Each page node is a part of exactly one group. There may be pages in different groups with similar titles and content, but this model allowed us to have content in the same language and still handle regional colloquialisms, dialects, etc. While the distinct page nodes were distinct for each region, we still had to recognize that there were some types of content had to be reused across regional sections, because creating new educational resource nodes with identical content for each region would not be sustainable. Those content types are allowed to belong to multiple groups. Content listings are built in a way so that they only display content that belongs to the regional section that is currently being viewed.

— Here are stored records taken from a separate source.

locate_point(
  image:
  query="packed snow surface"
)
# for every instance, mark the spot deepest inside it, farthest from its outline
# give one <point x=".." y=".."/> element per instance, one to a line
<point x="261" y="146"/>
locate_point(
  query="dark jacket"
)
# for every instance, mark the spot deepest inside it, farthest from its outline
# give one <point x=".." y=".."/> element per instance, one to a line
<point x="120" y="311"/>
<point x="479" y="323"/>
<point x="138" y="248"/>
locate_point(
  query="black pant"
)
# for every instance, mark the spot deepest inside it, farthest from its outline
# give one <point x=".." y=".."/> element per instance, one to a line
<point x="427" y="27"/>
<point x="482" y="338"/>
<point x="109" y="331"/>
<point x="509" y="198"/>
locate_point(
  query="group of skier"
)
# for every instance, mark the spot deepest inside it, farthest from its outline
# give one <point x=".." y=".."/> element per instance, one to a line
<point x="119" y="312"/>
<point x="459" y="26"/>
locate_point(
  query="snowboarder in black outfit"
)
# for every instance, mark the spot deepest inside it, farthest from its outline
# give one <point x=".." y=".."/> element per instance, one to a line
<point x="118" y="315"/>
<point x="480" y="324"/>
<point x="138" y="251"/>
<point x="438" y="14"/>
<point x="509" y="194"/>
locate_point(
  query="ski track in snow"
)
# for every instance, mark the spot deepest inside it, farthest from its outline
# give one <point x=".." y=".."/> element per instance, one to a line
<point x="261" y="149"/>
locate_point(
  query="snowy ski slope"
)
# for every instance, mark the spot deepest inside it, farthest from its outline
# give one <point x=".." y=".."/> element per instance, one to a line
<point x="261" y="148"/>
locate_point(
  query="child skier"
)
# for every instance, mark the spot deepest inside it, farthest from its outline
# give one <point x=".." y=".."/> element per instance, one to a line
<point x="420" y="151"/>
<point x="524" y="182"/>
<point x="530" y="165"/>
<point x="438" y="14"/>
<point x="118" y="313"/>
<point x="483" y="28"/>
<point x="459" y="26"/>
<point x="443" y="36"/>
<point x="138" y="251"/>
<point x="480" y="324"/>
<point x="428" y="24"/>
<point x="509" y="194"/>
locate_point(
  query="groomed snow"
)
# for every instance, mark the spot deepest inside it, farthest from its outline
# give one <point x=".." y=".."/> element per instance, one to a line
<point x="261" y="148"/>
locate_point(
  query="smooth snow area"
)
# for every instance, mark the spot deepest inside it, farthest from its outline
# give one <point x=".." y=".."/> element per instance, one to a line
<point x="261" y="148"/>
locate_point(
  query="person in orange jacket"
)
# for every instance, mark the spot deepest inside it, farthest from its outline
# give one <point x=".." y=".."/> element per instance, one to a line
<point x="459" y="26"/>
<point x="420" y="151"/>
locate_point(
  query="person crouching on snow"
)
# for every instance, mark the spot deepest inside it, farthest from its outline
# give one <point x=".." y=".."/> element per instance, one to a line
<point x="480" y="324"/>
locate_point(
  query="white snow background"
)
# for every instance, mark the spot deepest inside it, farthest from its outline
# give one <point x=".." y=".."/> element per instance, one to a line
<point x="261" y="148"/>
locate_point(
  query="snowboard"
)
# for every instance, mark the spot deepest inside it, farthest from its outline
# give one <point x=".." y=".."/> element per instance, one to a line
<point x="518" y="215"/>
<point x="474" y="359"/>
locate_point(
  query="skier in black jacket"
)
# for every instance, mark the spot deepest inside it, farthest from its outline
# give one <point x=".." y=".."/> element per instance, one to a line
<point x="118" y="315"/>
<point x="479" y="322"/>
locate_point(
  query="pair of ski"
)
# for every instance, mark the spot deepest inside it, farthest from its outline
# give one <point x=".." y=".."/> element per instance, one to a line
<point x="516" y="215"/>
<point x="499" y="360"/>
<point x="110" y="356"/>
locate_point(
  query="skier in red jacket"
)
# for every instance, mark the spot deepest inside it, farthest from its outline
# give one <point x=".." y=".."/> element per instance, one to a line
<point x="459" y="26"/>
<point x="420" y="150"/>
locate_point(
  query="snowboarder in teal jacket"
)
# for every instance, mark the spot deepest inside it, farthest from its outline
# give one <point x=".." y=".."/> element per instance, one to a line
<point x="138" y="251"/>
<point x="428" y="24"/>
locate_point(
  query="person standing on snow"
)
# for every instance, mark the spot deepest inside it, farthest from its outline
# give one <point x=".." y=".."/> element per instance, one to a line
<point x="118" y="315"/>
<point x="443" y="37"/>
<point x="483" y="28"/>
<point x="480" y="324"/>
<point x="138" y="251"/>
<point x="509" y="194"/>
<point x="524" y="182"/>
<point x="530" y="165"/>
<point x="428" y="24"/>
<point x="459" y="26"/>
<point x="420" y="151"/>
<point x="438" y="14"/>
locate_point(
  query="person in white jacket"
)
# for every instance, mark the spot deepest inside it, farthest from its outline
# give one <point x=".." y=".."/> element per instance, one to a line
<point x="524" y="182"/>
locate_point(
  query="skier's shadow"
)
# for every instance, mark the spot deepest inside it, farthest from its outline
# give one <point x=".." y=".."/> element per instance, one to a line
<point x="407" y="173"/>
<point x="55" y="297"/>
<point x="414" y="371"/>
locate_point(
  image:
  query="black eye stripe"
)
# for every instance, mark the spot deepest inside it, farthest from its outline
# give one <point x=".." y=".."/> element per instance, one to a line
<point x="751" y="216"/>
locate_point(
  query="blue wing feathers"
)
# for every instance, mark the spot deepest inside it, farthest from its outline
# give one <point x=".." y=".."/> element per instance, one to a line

Multilingual: Possibly the most obvious part of localization is enabling content to be displayed in multiple languages. Drupal’s standard multilingual functionality doesn’t really play nicely with a content model that supports multiple versions (product pages can vary between markets) of content in the same language (think spelling differences between American and British English). In order to accommodate the model Blackboard required, we decided to use Drupal’s language modules, but to leave content translation out of the equation. Instead, we would create different nodes for each language that content was to be displayed in. From the administrative side this approach caused us to lose the “translate” operation for nodes, but in turn gave us a huge amount of flexibility. We were still able to create a site that supports content being entered in 10+ languages (including RTL languages like Arabic), and accommodate localized nuance for each region as well.

 

Blackboard’s requirements were complex, and caused us to rethink our typical multilingual strategy. Instead of creating a site that supports content in multiple languages, the approach that was taken here grants the internal team at Blackboard to create their new regional sections on their site, taking into account available product offerings as well as language and regional nuance - creating a platform for a site that is not only multilingual, but truly global.